According to BP PLC, China can only continue at current rates of production for 38 years before its coal reserves are exhausted. That compares with 245 years in the U.S., and 105 years in India.
BP estimates that China had 114.5 billion tons of proven coal reserves at the end of 2009, ranking it third behind the U.S. and Russia. The International Energy Agency says China could have as much as 189 billion tons of coal that it hasn't tapped yet.
Calculating the size of China's coal reserves isn't easy. The government doesn't publish data on discoveries or how much coal can still be recovered from existing mines. Complicating matters further, China's National Bureau of Statistics recently stopped issuing monthly output figures.

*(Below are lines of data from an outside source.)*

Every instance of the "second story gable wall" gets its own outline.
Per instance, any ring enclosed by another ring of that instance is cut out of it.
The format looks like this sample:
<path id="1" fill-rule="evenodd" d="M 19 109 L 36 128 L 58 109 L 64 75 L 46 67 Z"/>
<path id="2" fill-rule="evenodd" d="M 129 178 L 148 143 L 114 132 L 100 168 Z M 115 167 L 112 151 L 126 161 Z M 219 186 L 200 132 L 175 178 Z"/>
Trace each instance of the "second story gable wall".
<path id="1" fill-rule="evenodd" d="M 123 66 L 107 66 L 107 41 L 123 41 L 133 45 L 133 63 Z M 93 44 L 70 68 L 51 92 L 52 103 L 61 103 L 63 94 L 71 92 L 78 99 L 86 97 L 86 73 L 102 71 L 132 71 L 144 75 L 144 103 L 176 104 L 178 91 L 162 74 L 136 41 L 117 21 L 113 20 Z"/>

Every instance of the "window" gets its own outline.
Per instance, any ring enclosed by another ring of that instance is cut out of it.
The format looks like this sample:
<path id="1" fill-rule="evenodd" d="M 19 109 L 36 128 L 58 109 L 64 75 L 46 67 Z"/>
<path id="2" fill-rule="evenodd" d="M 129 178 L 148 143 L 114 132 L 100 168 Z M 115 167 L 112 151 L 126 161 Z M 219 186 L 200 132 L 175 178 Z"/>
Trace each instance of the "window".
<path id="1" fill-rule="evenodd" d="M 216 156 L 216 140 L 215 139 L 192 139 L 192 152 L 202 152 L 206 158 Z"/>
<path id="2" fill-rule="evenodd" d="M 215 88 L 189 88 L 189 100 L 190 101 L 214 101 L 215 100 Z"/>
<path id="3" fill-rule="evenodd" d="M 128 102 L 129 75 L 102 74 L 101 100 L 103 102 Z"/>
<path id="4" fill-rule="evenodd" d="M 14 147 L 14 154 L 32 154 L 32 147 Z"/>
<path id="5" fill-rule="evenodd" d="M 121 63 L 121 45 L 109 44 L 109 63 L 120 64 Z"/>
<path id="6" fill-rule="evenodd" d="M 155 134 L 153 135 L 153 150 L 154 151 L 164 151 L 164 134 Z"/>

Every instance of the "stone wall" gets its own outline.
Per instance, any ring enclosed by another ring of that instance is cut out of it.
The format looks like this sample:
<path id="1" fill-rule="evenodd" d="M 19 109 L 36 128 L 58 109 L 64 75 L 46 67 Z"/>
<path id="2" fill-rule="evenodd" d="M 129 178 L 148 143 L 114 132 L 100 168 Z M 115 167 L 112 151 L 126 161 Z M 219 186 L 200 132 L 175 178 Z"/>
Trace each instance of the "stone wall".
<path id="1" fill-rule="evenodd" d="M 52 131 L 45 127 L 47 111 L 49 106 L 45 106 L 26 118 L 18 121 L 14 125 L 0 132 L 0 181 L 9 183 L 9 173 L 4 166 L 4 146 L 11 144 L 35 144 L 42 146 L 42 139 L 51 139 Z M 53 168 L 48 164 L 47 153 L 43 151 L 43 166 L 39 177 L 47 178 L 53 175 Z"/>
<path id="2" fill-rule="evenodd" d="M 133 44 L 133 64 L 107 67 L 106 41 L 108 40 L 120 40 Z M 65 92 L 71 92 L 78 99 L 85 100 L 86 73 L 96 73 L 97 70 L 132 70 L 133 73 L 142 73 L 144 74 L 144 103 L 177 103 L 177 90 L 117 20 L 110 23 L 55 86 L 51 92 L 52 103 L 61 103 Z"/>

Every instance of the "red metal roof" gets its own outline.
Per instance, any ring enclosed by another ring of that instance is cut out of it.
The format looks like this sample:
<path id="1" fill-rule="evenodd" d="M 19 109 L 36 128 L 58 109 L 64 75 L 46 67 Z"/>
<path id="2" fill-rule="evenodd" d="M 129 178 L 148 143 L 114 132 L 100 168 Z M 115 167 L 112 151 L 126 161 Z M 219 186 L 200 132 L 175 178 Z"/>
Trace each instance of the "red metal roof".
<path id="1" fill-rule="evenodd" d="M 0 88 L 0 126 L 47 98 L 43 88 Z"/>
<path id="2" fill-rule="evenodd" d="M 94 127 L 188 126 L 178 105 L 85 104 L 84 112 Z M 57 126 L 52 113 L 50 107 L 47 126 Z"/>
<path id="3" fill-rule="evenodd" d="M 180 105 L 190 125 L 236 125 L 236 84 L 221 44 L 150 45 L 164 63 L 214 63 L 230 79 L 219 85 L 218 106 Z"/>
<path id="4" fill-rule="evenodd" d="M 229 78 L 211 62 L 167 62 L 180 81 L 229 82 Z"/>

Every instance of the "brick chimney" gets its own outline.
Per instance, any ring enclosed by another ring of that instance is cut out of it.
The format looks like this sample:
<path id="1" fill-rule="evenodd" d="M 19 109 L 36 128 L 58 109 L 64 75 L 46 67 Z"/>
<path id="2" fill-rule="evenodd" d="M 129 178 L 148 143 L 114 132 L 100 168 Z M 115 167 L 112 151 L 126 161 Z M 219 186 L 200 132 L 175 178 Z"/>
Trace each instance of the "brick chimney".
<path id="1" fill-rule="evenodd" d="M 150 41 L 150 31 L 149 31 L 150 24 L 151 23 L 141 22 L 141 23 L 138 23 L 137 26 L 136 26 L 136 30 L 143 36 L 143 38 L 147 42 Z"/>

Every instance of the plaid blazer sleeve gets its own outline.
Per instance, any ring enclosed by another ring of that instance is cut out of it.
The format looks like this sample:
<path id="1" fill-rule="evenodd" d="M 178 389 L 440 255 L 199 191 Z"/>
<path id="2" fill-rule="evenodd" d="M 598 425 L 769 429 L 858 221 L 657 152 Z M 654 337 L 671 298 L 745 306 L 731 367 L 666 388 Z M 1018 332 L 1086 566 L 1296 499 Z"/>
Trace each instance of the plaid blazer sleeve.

In addition, not all coal has the same energy content. That's significant as many new discoveries in Inner Mongolia are of poorer quality than the coal reserves being depleted in Shanxi.
But the strength of China's coal demand, and moves by miners to raise output in step, is worrying the market as well as Beijing.
Even if China's annual coal demand growth halved to 5% then the country would run out of coal in 21 years unless it finds material new deposits, CLSA says, using 114.5 billion tons of reserves as a benchmark.
The picture isn't much brighter when calculations use IEA estimates of China's proven reserves. Annual consumption growth of 5% would see China run out of coal in 28 years, it forecasts.
"With either estimate, it is clear that the rapid increase of coal production puts China's energy security at risk," CLSA says.